Reconstructed 3D outperforms real 3D: Point clouds reconstructed by MapAnything consistently outperform ground-truth LiDAR/depth data. Two reasons: (1) reconstructed point clouds are denser and more complete than LiDAR; (2) reconstruction provides per-point confidence usable for dual-confidence filtering, a signal unavailable from real 3D sensors.
View-aware sampling contributes most: +1.4 mIoU, ensuring a sufficient number of 2D–3D correspondences for the CMC loss.
Sparser annotations yield larger gains: Performance gaps widen further under extremely sparse scribble annotations, highlighting the value of geometric supervision under label scarcity.
Architecture-agnostic: Consistent improvements are observed when replacing the backbone with EoMT.

Highlights & Insights¶

Counterintuitive finding — reconstructed beats real: Reconstructed 3D outperforms LiDAR due to higher density and availability of confidence scores, challenging the assumption that real sensor data is always superior. This suggests that other cross-modal tasks may also benefit from substituting reconstructed data for sensor data.
Elegant view-aware sampling design: The 60/40 allocation simultaneously ensures dense 2D–3D correspondences for the target image (enabling CMC) and retains global context (supporting 3D segmentation).
Pure 2D inference: The 3D branch is used exclusively during training, introducing zero additional overhead at inference, making the method highly practical. The "multi-modal training, single-modal inference" paradigm is transferable to other tasks that require multi-modal data.

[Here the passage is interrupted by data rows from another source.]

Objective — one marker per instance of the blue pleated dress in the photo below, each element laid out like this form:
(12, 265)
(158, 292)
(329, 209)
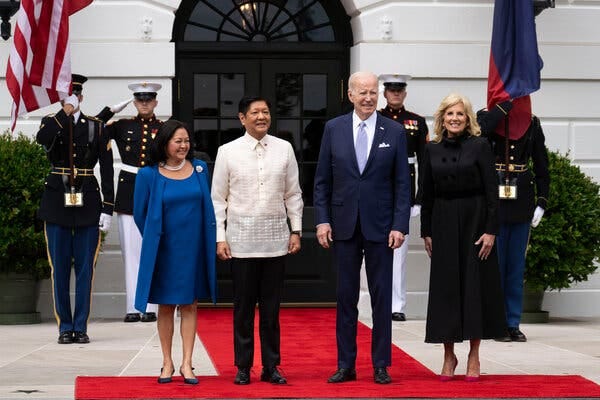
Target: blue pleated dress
(178, 259)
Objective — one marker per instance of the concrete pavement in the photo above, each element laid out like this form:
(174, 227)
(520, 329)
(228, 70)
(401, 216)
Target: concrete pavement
(34, 366)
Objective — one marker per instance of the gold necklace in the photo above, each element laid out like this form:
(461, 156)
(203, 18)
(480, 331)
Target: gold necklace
(170, 168)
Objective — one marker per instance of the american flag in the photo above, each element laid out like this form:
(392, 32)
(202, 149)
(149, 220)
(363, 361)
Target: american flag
(39, 66)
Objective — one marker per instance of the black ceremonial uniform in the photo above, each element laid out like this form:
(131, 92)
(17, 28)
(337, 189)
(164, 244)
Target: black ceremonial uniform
(416, 138)
(71, 227)
(90, 146)
(133, 137)
(515, 215)
(532, 188)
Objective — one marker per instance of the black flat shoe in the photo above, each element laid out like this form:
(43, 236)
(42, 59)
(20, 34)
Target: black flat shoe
(343, 375)
(505, 338)
(516, 335)
(381, 376)
(131, 317)
(148, 317)
(81, 337)
(242, 377)
(398, 317)
(273, 376)
(167, 379)
(189, 381)
(65, 338)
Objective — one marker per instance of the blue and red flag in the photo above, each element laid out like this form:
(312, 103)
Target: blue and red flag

Limitations & Future Work¶

The current 3D reconstruction model does not explicitly handle dynamic objects; moving objects in driving scenes introduce geometric noise.
Video sequences are required as input for 3D reconstruction, limiting applicability to purely single-image datasets (though Cityscapes experiments show +2.7% even with single-frame reconstruction).
The computational cost of MapAnything reconstruction itself is not discussed in detail.
Future work: Integrating reconstruction models that explicitly handle dynamic scenes could further improve performance.

vs. SASFormer/TEL: Pure 2D methods propagate annotations within the image plane, constrained by appearance similarity; this work introduces 3D geometric constraints for cross-view propagation.
vs. 2DPASS/Unal: These methods perform 2D→3D distillation for LiDAR segmentation; this work reverses the direction (3D→2D) and uses reconstructed geometry rather than real sensors.
vs. WSSS with image-level labels: Point/scribble/coarse annotations provide spatial localization, which combines more effectively with 3D geometry.

Rating¶

Novelty: ⭐⭐⭐⭐ First to introduce 3D reconstruction signals into WSSS; the direction is novel, though individual components (Mean Teacher/CMC/confidence filtering) are relatively standard.
Experimental Thoroughness: ⭐⭐⭐⭐⭐ 4 datasets, 3 annotation types, comprehensive ablations, real vs. reconstructed 3D comparisons.
Writing Quality: ⭐⭐⭐⭐⭐ Clear logic, rich figures, thorough ablations.
Value: ⭐⭐⭐⭐ Highly practical (zero inference overhead), though reliance on video input limits some application scenarios.